Result: In three years, revenue grew to $410 million thanks to efficient customer acquisition costs (CAC) and automated binding workflows. The platform moved into the Top 100, but margins remained pressured due to high platform development costs. This case highlights how growth doesn’t always equal high profit in digital models.
Frequently Asked Questions (FAQ)
Below are answers to typical questions readers have about the Top 100.
Q: Is the Insurance Journal Top 100 global?
A: No. The list primarily ranks U.S. P&C brokers, agencies, and carriers. Global firms may appear but with their U.S.-only P&C figures.
Q: How often is the list updated?
A: Officially, the list is published annually. However, Insurance Journal often provides spot updates, special reports, and commentary throughout the year as major deals or changes occur.
Q: Do subsidiaries get listed separately?
A: It depends. If a subsidiary operates independently with distinct financials, it may be listed separately. But many publishers aggregate parent company totals for ranking clarity—check the footnotes on the published list.
Q: How should an investor use the list?
A: Use it to identify market leaders, consolidation targets, and fast-growing niche players. Combine the Top 100 with financial statements, margin analysis, and due diligence for investment decisions.
Q: Are there regional Top 100 equivalents?
A: Yes. Many trade publications and state-level reports provide regional or state-focused leaderboards which can be more actionable for local acquisitions or business development.
Quick Reference: How to Read a Typical Entry
Each entry in the Top 100 usually contains a few key pieces of data. Here’s a quick guide to what each element means and how you should interpret it:
- Rank: Position on the list. Useful for trend spotting but not an absolute measure of competitiveness.
- Company Name: Often linked to a profile that includes company history and recent deals.
- Type: Broker, carrier, MGA, wholesale, or services (e.g., adjusting).
- Revenue / DWP: Primary metric; check whether it’s P&C-only and whether it’s gross or net of reinsurance.
- YOY Growth: Quick momentum indicator—watch firms with sustained high single-digit or double-digit growth.
- Employees / Producers: Helps calculate productivity metrics like revenue per producer or premium per underwriter.
- Footnotes: Often detail accounting assumptions, acquisition impacts, and issues with comparability.
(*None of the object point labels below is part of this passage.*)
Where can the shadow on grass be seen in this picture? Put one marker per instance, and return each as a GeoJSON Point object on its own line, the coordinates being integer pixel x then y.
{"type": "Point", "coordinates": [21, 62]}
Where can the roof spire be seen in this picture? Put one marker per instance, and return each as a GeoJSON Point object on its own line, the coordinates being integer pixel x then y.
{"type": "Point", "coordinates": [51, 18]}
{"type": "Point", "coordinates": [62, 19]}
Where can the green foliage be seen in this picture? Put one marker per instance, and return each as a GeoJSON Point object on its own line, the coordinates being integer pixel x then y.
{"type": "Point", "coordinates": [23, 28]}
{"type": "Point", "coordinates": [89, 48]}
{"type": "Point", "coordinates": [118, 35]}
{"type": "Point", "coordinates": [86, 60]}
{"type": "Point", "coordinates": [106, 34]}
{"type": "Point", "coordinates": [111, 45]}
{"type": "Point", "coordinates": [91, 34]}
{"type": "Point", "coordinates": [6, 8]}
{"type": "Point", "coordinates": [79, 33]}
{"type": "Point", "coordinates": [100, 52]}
Final Takeaways and Action Steps
The Insurance Journal Top 100 is a practical, high-level snapshot of the U.S. property-casualty insurance distribution and carrier landscape. It’s especially useful for benchmarking, identifying acquisition targets, and spotting growth trends. But remember: the list is only the start. Use it with financial statements, market intelligence, and conversations with peers to get the full picture.
Actionable next steps:
- Identify 3–5 peer firms from the Top 100 that match your size and specialty. Compare revenue per producer and retention rates.
- Track M&A activity among firms ranked 21–50 for acquisition targets if you’re a consolidator or investor.
- If you’re a carrier, map your distribution exposure to the Top 100 to understand concentration risks and partnership opportunities.
- Use financial benchmarks (combined ratio, revenue per producer, expense ratios) to assess whether a top-ranked firm’s growth is sustainable or reliant on deal activity.
Ultimately, the Top 100 is a valuable navigation tool for the insurance industry—one that points to where the market’s momentum is headed. Read it critically, supplement it with deeper analysis, and use it to inform strategy rather than dictate it.